The Toledo Art Museum is a major economic contributor to the area and the arts in Toledo need be funded and maintained, Kapszukiewicz said.


“Cities like ours are seeing an economic uptake, that’s good but we can’t blow this chance,” Kapszukiewicz said. “This is a good time for cities, this is a good time for urban America.”


Kapszukiewicz also outlined how he plans to address a variety of issues around the city.


“One of the things that absolutely knocked me back in my seat, because the biggest thing the citizens wanted was just communication with their elected leaders,” Kapszukiewicz said.


To do this, he started different initiatives including a weekly email newsletter and monthly events called “Wednesdays with Wade.” These events will be held at a different Toledo branch library every month and are a way to interact with different city legislators, not just the mayor.


“I am very accessible; if you want to have a conversation with me come to ‘Wednesday’s with Wade,’” Kapszukiewicz said. “If that doesn’t work, get a bullhorn and come to my house.”


For environmental reforms, Kapszukiewicz said that a bike-share program is being developed downtown and they initially intend to have 100 bicycles at 20 different stations.


He also outlined a plan to obtain Grassy Island, a 15-acre green space, from the Army Corps and turn it into a major park.


“This is a part of Toledo that has seen some challenges, but now it is going to be revitalized,” Kapszukiewicz said.


Ohio EPA officials said 85 percent of the algal bloom problem comes from agricultural runoff, and he wants the city to address this issue.


“We are doing our part to address one of the largest non-economic issues in Toledo –  Lake Erie,” Kapszukiewicz said. “We all know that when the weather gets warm we are likely to face algae blooms.”

It is impossible for the Ohio EPA to address this issue due to laws restricting them from regulating agriculture.
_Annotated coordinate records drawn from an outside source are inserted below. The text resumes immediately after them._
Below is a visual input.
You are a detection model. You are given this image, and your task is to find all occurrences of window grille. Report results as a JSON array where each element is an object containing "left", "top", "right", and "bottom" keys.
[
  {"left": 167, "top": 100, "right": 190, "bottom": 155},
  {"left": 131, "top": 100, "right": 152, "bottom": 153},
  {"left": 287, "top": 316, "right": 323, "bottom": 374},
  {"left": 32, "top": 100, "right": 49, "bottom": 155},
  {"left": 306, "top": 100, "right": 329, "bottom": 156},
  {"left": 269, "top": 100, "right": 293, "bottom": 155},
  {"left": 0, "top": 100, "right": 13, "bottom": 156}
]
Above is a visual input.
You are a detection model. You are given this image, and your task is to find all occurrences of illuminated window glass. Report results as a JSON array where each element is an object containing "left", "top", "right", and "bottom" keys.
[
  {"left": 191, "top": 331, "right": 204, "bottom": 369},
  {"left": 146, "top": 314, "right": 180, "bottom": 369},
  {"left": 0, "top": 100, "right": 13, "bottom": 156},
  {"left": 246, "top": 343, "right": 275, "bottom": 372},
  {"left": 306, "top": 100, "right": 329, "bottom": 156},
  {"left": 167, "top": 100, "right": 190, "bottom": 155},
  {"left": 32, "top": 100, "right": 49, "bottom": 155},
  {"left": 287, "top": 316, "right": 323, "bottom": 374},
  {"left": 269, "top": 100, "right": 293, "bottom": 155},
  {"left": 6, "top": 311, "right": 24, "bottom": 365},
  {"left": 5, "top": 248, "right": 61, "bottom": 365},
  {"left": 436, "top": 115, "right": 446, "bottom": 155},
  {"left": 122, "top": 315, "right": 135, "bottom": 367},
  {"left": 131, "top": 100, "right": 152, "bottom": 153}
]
The key to saving the lake and fixing these issues lies in the upcoming election for governor, he said.


“The head of the EPA Ohio knows who’s causing this problem, would love to do something about it, but is prevented by the governor and the legislator from doing something about it,” Kapszukiewicz said. “We have a governor's election this year. During that governor's term, Lake Erie will either be saved or it will die.”


Near the end of his address, Kapszukiewicz said that he is proud of the diversity of the city and wishes to embrace it.


Before he ran for mayor, an elected official encouraged him to change his name to be less Polish and more “American-ized.”


“This is a neighborhood of proud people, and as someone who happens to be Polish it is prideful to me,” Kapszukiewicz said. “I am proud of who I am, I didn’t change my name and I have never lost an election.” 


His goal is to continue to help Toledo grow and expand to become as successful as it can.


“The slogan I have chosen is, ‘Our city, our future,’ not ‘My city, my future’ because we are in this together,” Kapszukiewicz said. “We have made some progress, but there is so much more to do.”